Texas Real Estate Market Analysis

0. Intro
1. Variable types and recommended analyses
2. Position, variability and shape indices
3. Which variables show greatest variability and skewness?
4. Create classes for a quantitative variable & Gini index
5. Probabilities
6. Create new variables (average price, ad-effectiveness proxy)
7. Conditional analysis (by city, year, month)
9. Figures: ggplot2 visualizations
9. Summary & recommendations

0. Intro

The Texas real estate market has always been dynamic, shaped by economic growth, demographic shifts, and evolving buyer preferences. With rising housing demand and fluctuating market conditions, understanding historical sales trends is essential for making informed decisions. This report explores home sales data across Texas, uncovering key patterns in prices, sales volumes, and inventory. By combining statistical analysis with clear visualizations, the goal is to highlight opportunities for growth and provide insights that can help optimize real estate listings and marketing strategies.

# Load data & quick look

df <- read.csv("realestate_texas.csv")

df <- df |>
  mutate(
    city = as.factor(city),
    year = as.integer(year),
    month = as.integer(month),
    sales = as.integer(sales),
    volume = as.numeric(volume),       
    median_price = as.numeric(median_price),
    listings = as.integer(listings),
    months_inventory = as.numeric(months_inventory),
    date = make_date(year, month, 1),
    month_name = month(date, label = TRUE, abbr = TRUE)
  ) |>
  arrange(city, date)

df <- df |>
  rename(
    MonthsI = months_inventory,
    MonthN = month_name,
    MedianP = median_price
  )


glimpse(df)

## Rows: 240
## Columns: 10
## $ city     <fct> Beaumont, Beaumont, Beaumont, Beaumont, Beaumont, Beaumont, B…
## $ year     <int> 2010, 2010, 2010, 2010, 2010, 2010, 2010, 2010, 2010, 2010, 2…
## $ month    <int> 1, 2, 3, 4, 5, 6, 7, 8, 9, 10, 11, 12, 1, 2, 3, 4, 5, 6, 7, 8…
## $ sales    <int> 83, 108, 182, 200, 202, 189, 164, 174, 124, 150, 150, 148, 10…
## $ volume   <dbl> 14.162, 17.690, 28.701, 26.819, 28.833, 27.219, 22.706, 25.23…
## $ MedianP  <dbl> 163800, 138200, 122400, 123200, 123100, 122800, 124300, 13680…
## $ listings <int> 1533, 1586, 1689, 1708, 1771, 1803, 1857, 1830, 1829, 1779, 1…
## $ MonthsI  <dbl> 9.5, 10.0, 10.6, 10.6, 10.9, 11.1, 11.7, 11.6, 11.7, 11.5, 11…
## $ date     <date> 2010-01-01, 2010-02-01, 2010-03-01, 2010-04-01, 2010-05-01, …
## $ MonthN   <ord> Jan, Feb, Mar, Apr, May, Jun, Jul, Aug, Sep, Oct, Nov, Dec, J…

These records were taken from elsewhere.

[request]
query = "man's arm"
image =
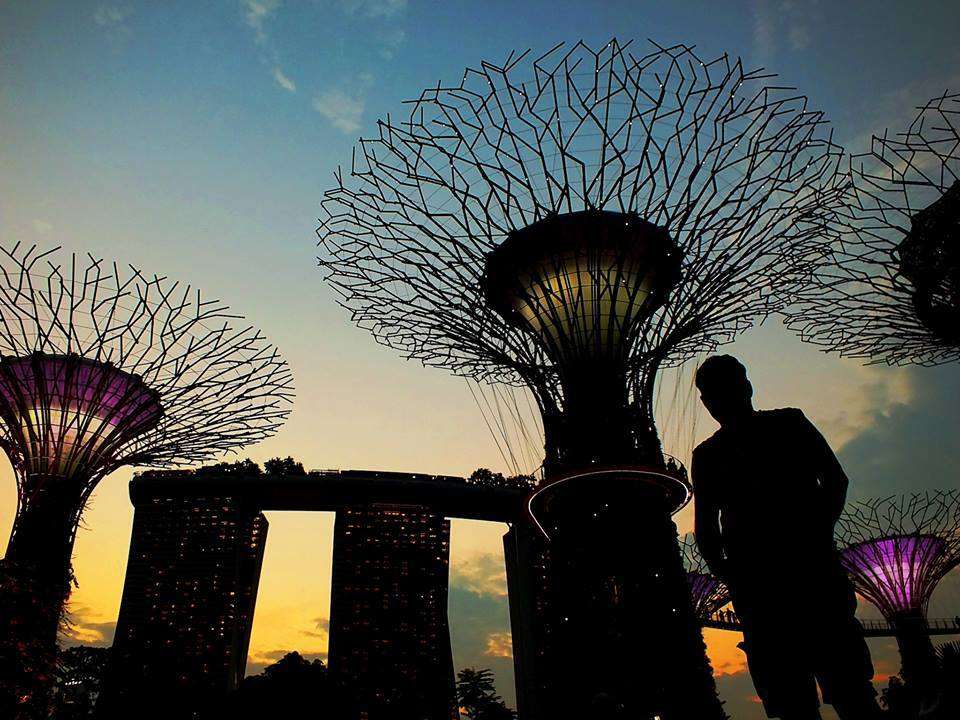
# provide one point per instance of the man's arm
(706, 519)
(833, 481)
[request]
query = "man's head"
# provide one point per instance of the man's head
(724, 388)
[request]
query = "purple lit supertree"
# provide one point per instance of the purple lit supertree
(707, 591)
(103, 366)
(570, 224)
(890, 292)
(896, 549)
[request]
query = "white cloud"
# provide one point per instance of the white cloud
(374, 8)
(484, 574)
(499, 644)
(42, 227)
(391, 40)
(112, 20)
(343, 110)
(255, 13)
(111, 15)
(282, 80)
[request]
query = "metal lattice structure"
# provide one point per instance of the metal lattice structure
(570, 223)
(707, 591)
(103, 366)
(896, 549)
(891, 290)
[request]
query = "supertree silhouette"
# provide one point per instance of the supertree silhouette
(896, 549)
(103, 366)
(571, 223)
(890, 292)
(707, 591)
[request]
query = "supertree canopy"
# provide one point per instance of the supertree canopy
(896, 550)
(570, 223)
(103, 366)
(707, 591)
(890, 292)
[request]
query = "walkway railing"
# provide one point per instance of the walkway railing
(728, 620)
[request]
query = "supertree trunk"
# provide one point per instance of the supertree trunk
(626, 643)
(918, 659)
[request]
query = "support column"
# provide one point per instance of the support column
(187, 607)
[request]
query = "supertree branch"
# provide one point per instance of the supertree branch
(740, 172)
(898, 548)
(219, 383)
(890, 290)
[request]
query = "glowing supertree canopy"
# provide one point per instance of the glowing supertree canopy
(570, 223)
(890, 292)
(897, 574)
(68, 416)
(551, 213)
(897, 549)
(103, 366)
(707, 591)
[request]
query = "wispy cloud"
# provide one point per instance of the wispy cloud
(257, 14)
(344, 108)
(84, 626)
(499, 644)
(42, 227)
(111, 15)
(321, 629)
(787, 22)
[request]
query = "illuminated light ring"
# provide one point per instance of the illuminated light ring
(678, 488)
(72, 414)
(708, 593)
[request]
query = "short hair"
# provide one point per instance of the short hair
(720, 369)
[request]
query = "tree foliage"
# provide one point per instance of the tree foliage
(283, 466)
(478, 697)
(291, 687)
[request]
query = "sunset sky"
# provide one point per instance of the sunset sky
(195, 140)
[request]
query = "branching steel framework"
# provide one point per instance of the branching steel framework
(891, 291)
(739, 171)
(898, 548)
(707, 591)
(571, 223)
(103, 366)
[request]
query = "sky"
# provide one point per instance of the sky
(195, 140)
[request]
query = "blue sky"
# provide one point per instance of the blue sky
(196, 139)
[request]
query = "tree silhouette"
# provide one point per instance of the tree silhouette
(478, 697)
(284, 466)
(291, 685)
(238, 468)
(488, 478)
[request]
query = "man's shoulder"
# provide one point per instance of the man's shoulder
(792, 416)
(779, 416)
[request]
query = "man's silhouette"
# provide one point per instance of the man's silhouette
(768, 492)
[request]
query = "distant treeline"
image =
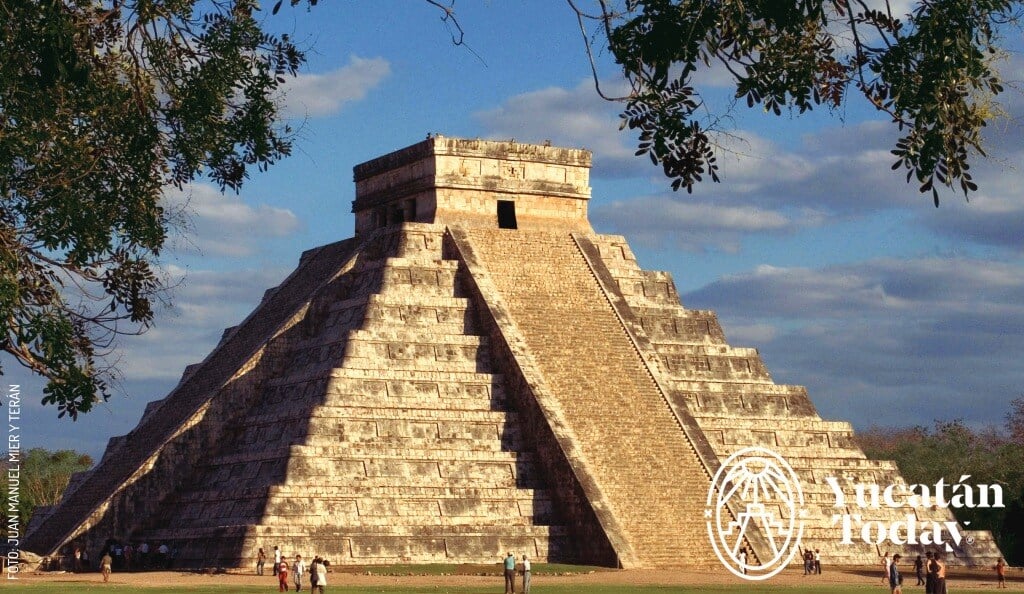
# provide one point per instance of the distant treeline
(951, 450)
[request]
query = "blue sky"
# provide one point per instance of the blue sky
(847, 280)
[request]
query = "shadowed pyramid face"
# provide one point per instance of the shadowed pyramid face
(757, 497)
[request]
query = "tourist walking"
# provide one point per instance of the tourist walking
(1000, 573)
(283, 577)
(940, 574)
(299, 568)
(321, 571)
(312, 574)
(105, 564)
(930, 569)
(895, 580)
(510, 574)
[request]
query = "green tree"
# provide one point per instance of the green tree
(951, 450)
(102, 104)
(43, 477)
(930, 71)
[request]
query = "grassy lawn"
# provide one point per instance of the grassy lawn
(78, 588)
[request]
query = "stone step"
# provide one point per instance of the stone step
(419, 399)
(474, 437)
(379, 413)
(326, 533)
(411, 358)
(364, 490)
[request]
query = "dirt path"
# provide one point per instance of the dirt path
(961, 580)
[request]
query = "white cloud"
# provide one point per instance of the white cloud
(689, 224)
(205, 302)
(574, 117)
(886, 341)
(222, 224)
(325, 94)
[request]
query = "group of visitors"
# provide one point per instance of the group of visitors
(510, 569)
(931, 573)
(297, 569)
(130, 556)
(125, 557)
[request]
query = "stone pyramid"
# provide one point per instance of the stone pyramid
(475, 372)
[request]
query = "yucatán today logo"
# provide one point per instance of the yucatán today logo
(757, 496)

1. Variable types and recommended analyses

var_table <- tibble(
  variable = names(df),
  class = map_chr(df, ~class(.x)[1])
)

kable(var_table, caption = "Variable Types in Dataset")

Variable Types in Dataset
variable	class
city	factor
year	integer
month	integer
sales	integer
volume	numeric
MedianP	numeric
listings	integer
MonthsI	numeric
date	Date
MonthN	ordered

The dataset contains a mix of categorical, temporal, and quantitative variables. The categorical variable is city, which identifies the geographical location of sales. Temporal variables include year and month, which together create a natural time dimension useful for trend and seasonality analysis. Quantitative variables include sales (count data), volume (continuous, representing dollar value in millions), median_price (continuous, in dollars), listings (count of active properties), and months_inventory (continuous, representing time to sell). The time-related variables (year and month) should be combined into a proper date format to allow for time-series analysis and visualization. Descriptive statistics and frequency distributions are appropriate for sales and listings, while measures of central tendency, variability, and distribution shape can be applied to continuous variables like volume, median_price, and months_inventory. Additionally, temporal analysis can be used to identify seasonality, growth trends, and market cycles across cities.

2. Position, variability and shape indices

## Position, Variability, and Shape Indices

# Select numeric variables
numeric_vars <-df %>%
  select(sales, volume, MedianP, listings, MonthsI)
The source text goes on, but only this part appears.